Best Practices for Deleting Data

Deleting Data from Vertica

Vertica is a high-performance column-store analytic database. For deleting data, Vertica differs from traditional databases in two ways:

The DELETE statement does not actually delete data from the disk storage; it marks rows as deleted so that they can be retrieved by historical queries.
The UPDATE statement performs two tasks: It writes the new data and marks the old data for deletion.

The DELETE statement does not delete the data from the disk storage. Instead, the statement creates a delete vector that records the position of the deleted record and the epoch when the delete was committed.

Reasons for Deleting Data

Common reasons for deleting data are as follows:

You need to delete historical data at regular intervals.
You need to update and/or delete data loaded by mistake.
You need to delete staging tables.

Different Types of Delete

	Recommended Load	Rollback Possibility	Performance	Use
Single Row Delete	WOS	Yes	Depends on projection design	Recommended in WOS so that deleted rows are combined in one delete vector when data is moved out.
Trickle Load	WOS	Yes	Depends on Projection Design	Recommended for small batches that happen at frequent intervals. Recommended in WOS so that deleted rows are combined in one delete vector when data is moved out.
Bulk Delete	Direct ROS	Yes	Depends on projection design	Recommended because it creates one delete vector for each ROS that has data to be marked as deleted.
Drop Partition	N/A	No	Fast with catalog removal and storage is removed in the background.	Recommended to clean historic data. It forces the moveout operation before executing to move data inserted in ROS that belongs to partition to be removed.
Truncate	N/A	No	Fast with catalog object changes and storage is removed in the background.	Removes all storage associated with a table while preserving the table definition. Recommended when you need to clean the table content.

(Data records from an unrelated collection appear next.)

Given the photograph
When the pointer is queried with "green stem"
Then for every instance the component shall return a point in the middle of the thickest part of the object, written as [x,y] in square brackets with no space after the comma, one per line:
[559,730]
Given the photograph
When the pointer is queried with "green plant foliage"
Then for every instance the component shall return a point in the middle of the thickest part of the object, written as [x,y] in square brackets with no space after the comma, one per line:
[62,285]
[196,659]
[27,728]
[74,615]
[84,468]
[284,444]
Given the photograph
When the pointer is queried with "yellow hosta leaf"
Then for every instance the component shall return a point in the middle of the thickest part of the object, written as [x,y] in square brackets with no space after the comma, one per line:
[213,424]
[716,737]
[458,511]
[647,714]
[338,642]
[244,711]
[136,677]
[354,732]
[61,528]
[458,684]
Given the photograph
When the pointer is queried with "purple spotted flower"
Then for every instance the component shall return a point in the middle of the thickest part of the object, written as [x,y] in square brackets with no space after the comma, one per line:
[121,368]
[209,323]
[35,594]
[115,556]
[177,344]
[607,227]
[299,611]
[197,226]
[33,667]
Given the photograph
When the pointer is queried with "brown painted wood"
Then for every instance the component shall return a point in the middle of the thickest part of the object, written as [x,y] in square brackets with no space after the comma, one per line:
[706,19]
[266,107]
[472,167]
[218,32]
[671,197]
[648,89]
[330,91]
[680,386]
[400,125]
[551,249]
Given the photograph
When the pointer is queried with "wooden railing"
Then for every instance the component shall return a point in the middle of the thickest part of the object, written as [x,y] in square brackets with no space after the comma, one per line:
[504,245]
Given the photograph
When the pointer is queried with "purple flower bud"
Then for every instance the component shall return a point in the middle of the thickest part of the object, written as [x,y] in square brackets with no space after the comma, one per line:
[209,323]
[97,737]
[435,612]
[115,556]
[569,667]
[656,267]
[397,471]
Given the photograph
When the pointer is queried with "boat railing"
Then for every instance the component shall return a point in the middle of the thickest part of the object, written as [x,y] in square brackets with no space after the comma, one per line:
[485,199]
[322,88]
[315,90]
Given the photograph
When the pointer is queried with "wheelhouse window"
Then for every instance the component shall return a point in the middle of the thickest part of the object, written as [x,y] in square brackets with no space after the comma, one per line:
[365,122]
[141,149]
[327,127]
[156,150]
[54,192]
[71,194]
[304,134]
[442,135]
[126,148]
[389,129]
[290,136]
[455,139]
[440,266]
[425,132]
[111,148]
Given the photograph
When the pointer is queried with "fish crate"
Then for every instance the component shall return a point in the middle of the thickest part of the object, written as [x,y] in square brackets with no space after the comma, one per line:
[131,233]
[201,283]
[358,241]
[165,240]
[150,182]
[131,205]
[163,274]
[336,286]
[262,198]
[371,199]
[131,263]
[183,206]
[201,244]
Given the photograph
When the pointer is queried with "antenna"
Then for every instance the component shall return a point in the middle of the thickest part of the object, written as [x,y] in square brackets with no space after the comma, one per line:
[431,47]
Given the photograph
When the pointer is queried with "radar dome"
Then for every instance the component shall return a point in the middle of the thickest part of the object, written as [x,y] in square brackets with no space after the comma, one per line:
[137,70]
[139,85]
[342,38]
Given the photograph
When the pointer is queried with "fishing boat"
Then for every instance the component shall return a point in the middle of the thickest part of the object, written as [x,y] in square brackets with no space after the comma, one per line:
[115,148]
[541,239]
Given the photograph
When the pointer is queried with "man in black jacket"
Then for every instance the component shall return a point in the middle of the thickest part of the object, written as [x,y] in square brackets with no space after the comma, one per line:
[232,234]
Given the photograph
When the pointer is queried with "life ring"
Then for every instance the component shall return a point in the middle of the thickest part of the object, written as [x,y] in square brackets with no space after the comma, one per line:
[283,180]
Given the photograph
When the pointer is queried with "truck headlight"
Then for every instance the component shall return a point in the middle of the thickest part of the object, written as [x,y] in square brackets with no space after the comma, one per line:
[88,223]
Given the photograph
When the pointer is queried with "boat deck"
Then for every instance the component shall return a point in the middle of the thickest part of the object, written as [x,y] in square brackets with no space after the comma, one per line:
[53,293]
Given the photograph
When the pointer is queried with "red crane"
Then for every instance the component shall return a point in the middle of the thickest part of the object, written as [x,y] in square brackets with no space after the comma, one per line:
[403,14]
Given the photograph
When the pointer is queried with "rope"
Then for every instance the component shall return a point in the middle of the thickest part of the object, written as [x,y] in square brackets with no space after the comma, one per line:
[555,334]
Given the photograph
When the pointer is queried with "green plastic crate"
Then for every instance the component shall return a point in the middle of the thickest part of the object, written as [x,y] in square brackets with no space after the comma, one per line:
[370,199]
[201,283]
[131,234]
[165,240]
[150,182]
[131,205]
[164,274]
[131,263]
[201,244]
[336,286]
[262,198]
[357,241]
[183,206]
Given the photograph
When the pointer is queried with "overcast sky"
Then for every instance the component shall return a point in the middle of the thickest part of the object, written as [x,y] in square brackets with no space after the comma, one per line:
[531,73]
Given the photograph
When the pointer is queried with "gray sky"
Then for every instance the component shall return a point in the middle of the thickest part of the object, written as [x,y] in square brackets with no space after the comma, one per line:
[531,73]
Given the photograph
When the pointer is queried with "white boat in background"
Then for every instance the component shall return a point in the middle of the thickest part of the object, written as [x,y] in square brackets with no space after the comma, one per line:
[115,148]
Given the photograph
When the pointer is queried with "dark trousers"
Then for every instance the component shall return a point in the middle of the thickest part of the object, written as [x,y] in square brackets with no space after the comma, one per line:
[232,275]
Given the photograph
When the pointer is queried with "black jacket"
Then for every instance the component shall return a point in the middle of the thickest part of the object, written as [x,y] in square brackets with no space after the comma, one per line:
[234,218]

Removing Deleted Data Permanently

To make the disk space reusable, Vertica allows you to permanently remove the deleted data from the physical storage of the database. The deleted data is permanently removed from the ROS container. You can control the deletion of data in the physical storage of your database by enabling the Tuple Mover to remove the data automatically or removing the data manually.

The Ancient History Mark (AHM) decides when the data is removed permanently. The AHM is an epoch that represents the time until which the history is retained. Any history older than the AHM is eligible for permanent removal.

To determine which data is eligible for automatic removal by the Tuple Mover, set a purge policy. Best practices for setting a purge policy are as follows:

Use the HistoryRetentionTime configuration parameter to specify the time in seconds for which deleted data is saved. This practice is the preferred method for determining which deleted data can be purged. To disable, set the HistoryRetentionTime configuration parameter to -1.

=> SELECT SET_CONFIG_PARAMETER('HistoryRetentionTime', '{ <seconds> | -1 }' );

Specify the number of historical epochs that are saved. To use this method, set the HistoryRetentionTime configuration parameter to -1 and set the number of historical epochs to be saved.

=> SELECT SET_CONFIG_PARAMETER('HistoryRetentionTime', ' -1 ' );
=> SELECT SET_CONFIG_PARAMETER('HistoryRetentionEpochs', '{<num_epochs>}');

Specify the percentage of deleted rows that need to be reached in order to permanently remove the data. In the following example, you set the percentage of deleted data to be purged as 20% of the total data.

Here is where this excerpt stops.